Rivière Piché, un dimanche de mai. Le chant des merles, le fracas d’un pic-bois à l’œuvre enveloppent cette fin d’après-midi qui finit par s’ensoleiller. C’est ici, dans un des sentiers (issus d’une mobilisation citoyenne pour la sauvegarde de cette forêt, au début des années 1990) qui longent la rivière que j’ai donné rendez-vous à Rodrigue Turgeon pour causer de Nanikana, son premier livre, paru aux éditions l’Esprit libre, le 1er juin.

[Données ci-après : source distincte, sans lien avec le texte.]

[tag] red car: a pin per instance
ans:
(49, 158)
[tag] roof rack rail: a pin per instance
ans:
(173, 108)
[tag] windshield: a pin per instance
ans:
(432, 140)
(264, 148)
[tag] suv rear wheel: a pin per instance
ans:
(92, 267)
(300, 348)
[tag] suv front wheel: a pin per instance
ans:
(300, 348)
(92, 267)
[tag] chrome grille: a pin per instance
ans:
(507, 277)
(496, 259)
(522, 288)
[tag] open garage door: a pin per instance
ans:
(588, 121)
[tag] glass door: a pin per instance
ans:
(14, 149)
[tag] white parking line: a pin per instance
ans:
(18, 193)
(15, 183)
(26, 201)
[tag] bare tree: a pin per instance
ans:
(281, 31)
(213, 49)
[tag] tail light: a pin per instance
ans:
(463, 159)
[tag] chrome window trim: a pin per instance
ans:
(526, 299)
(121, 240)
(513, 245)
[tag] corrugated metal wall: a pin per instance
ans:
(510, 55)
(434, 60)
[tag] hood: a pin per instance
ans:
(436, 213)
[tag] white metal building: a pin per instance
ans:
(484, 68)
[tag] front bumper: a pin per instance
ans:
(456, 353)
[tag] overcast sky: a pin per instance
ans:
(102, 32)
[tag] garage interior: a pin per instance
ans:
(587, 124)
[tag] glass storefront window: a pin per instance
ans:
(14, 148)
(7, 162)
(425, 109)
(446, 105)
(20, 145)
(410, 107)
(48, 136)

Courtoisie Éditions L’esprit libre

Dans cet ouvrage de quelque 300 pages, appuyé de cartes et d’illustrations réalisées par Geneviève Bigué, Rodrigue revient sur un voyage effectué sur le fleuve Nanikana en juillet 2021, avec ses acolytes : son frère Gabriel Turgeon et ses amis, Sébastien Brodeur-Girard et Gilles Gagnon. Un parcours d’environ 500 kilomètres, étalés sur 26 jours à travers les territoires Anicinape Aki et Eeyou Istchee, qui les a menés de Saint-Mathieu-d’Harricana à la baie James. Reprenant le fil des jours de ce périple, Rodrigue y revient sur ses émerveillements, ses craintes. Mais aussi sur notre rapport trouble au territoire et à Nanikana : un fleuve au cœur d’une certaine identité abitibienne, mais menacé par l’appétit sans fond des extractivistes, passés et à venir. Un fleuve méconnu aussi – jusqu’à la véritable signification de son nom, tel que le rappelle Isapen Mapitce dans sa préface – alors que « [l’on commence] à peine à tendre l’oreille aux récits autochtones qui fleurissent sur [ses] rives depuis des millénaires » (p. 26).

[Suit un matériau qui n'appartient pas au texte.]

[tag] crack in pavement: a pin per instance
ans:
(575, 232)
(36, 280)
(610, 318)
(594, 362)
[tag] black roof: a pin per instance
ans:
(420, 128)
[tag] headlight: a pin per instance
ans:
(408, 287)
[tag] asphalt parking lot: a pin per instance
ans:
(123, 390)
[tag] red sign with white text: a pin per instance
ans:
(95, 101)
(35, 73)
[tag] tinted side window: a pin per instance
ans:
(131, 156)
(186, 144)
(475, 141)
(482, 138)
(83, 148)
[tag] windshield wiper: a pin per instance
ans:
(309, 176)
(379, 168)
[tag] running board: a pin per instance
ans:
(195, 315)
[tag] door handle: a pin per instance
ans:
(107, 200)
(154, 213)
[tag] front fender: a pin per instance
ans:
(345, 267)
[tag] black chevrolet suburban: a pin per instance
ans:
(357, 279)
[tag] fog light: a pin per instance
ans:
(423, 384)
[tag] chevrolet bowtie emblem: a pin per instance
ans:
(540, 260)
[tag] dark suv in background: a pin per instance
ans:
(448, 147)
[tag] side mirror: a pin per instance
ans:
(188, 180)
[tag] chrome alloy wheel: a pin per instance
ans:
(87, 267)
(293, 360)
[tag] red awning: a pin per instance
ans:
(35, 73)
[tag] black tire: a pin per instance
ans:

Partant de ce bilan, Rodrigue me nomme d’emblée le projet de Nanikana : « Ce que j’ai souhaité faire, à partir de ce constat-là de base, c’était de trouver une manière d’amener de la lumière là-dedans, dans notre situation qui peut sembler désespérante à tellement d’égards […] De tout ce que je connais de la région, [Nanikana], c’est ce qui le plus porteur de lumière, de rassemblement, de force qui peut amener une cohésion, une inclusion, et un respect entre les gens. »

Rodrigue Turgeon. Photographe : Rachel Pelletier.

Parce que Nanikana, selon lui, est à l’image de portes ouvertes sur notre passé et notre avenir : « C’est un territoire qui se découpe en séquences d’occupation coloniale, et [on] peut très bien anticiper de ce qui adviendra de l’aval en évaluant ce qu’on a pu faire en 100 ans en amont. Le regard qu’on jette vers le futur, on peut le jeter vers l’aval de Nanikana, dans un territoire qui est encore relativement épargné, mais qui demande aussi à être restauré en grande partie… »

C’est d’ailleurs ce double regard qui donne son rythme aux dix chapitres de Naninaka, où le récit du voyage cède régulièrement le pas à l’essai, à mesure que le poids de l’histoire se révèle aux canoteurs. Une démarche entièrement assumée par Rodrigue, d’autant qu’en plus des renseignements tirés de sources historiques ou contemporaines, on y retrouve de nombreux témoignages de personnes anicinapek, eeyouch et abitibiennes que Rodrigue a rencontrées dans le processus de rédaction du livre. Une démarche essentielle, indiscutable pour l’auteur, afin de jeter une diversité de regards sur Nanikana et son histoire : « Ça, ça a été le plus grand voyage dans le projet – quand j’ai fini d’écrire notre histoire, pis que je suis allé à la rencontre des gens ».

Et c’est ça, en fin de compte, Nanikana : le récit d’un voyage à la rencontre de l’autre et du territoire, et un vibrant appel à renouveler ce qui nous lie.